Here are some more of fall dos and don'ts, plus tips to help your garden get a jump-start on spring.
 Autumn is the only time to move clematis or honeysuckle vine to prevent shock to growth: both vines begin extending leaves and shoots while frost is still in the spring ground. If the vines are large, cut them back by half, and they'll leap forward next spring.
 Use generous amounts of anti-transpirant sprays (available at garden centres) on needle evergreens and broadleaf evergreens, such as euonymus, Japanese pieris and rhododendrons. The waxy coating helps to preserve tissue moisture and prevent winter windburn and sunscald. And lavish it on your Christmas tree to help keep it fresh through the holidays.
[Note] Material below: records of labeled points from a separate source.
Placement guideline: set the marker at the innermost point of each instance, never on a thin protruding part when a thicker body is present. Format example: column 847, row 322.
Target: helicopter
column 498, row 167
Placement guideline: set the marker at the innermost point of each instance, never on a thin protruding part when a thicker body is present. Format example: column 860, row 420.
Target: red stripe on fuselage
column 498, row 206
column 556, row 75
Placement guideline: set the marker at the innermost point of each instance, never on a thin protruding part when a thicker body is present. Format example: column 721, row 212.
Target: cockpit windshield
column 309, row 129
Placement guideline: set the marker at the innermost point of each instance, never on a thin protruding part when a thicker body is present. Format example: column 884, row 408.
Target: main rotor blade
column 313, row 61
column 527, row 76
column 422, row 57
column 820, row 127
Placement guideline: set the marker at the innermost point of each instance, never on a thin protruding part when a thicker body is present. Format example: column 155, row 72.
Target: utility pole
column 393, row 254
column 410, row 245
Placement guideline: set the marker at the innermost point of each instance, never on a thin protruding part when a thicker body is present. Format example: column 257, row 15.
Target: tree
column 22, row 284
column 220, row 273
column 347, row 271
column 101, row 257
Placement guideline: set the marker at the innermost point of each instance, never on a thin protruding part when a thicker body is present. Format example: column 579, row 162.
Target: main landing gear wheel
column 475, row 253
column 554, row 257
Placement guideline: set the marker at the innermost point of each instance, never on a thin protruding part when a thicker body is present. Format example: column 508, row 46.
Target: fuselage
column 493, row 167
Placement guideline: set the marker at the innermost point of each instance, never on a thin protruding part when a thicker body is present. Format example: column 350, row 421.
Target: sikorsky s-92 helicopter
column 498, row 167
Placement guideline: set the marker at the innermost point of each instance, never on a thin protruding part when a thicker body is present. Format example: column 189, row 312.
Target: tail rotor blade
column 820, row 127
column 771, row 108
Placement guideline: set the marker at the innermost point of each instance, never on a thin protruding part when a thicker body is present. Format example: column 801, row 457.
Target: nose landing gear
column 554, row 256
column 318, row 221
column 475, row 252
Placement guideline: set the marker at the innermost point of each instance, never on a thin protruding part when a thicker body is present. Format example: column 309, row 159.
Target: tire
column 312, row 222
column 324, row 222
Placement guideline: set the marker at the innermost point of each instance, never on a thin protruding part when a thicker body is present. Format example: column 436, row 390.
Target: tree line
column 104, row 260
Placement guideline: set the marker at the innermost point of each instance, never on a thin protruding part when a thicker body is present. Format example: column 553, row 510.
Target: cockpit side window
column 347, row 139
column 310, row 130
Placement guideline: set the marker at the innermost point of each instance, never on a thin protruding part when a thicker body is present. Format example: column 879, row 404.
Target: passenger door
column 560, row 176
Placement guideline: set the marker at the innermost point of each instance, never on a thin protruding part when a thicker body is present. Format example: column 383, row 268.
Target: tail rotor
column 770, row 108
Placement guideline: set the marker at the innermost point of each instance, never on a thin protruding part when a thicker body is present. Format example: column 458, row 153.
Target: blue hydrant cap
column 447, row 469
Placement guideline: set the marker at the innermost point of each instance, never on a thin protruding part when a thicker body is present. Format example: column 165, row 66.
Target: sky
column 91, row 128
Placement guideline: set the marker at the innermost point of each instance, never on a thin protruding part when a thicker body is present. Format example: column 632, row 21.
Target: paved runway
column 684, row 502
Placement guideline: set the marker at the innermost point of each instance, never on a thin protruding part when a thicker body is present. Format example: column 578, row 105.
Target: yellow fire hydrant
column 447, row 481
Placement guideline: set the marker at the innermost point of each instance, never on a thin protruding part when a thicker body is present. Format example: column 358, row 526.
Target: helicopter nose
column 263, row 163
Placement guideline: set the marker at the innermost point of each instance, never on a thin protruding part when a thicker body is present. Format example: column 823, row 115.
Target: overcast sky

 Root vegetables such as carrots and parsnips are sweeter after hard frost and can be harvested all winter. Remove top foliage from the plants and cover them with a 15-centimetre-thick mulch of leaves or straw (available from garden centres) spread to similar thickness. Throw an old piece of carpeting on top and let it snow. Lift the coverings to dig out veggies as needed.
 Tender hybrid teas, floribunda and grandiflora roses need hilling up about 25 centimetres above their crowns with fresh soil or triple mix. A simple trick that reaps armloads of rose blooms is to tie the flexible new canes of climbing roses in a horizontal arc along fences or trellises. This will trigger the breaking and blooming of many more buds next summer.
 As for garden hygiene, pick up or rake diseased leaves from under roses (blackspot) and crabapples (scab) and dispose of them in the garbage, not the compost pile. Left on the soil all winter, they'll reinoculate the plants with disease spores the following spring.
 Squirrels “read” the disturbed soil and marks you leave when planting their favourite tulips and crocuses. Outwit them by concentrating spring bulb plantings in large groups and disguising your marks by flooding the soil surface with water. Then cover them with five centimetres of leaves topped with some shrubby branches.
 Remove the debris of summer annuals, then be honest with yourself: will you really go out in early spring to remove remaining perennials? Clean up as much as possible now, leaving strategic clumps for attractive winter display and food for birds. Sedums, hostas, astilbes and ornamental grasses are beautiful in snow.
 Unless you really are Snow White, try not to create a garden of little winter dwarfs all wrapped up in burlap coats. Tightly wrapped burlap does plants more harm than good by potentially holding ice against their tissues. To protect them from wind or household dryer vent emissions, set up stake-and-burlap barriers, fastened with diaper pins, to break air currents.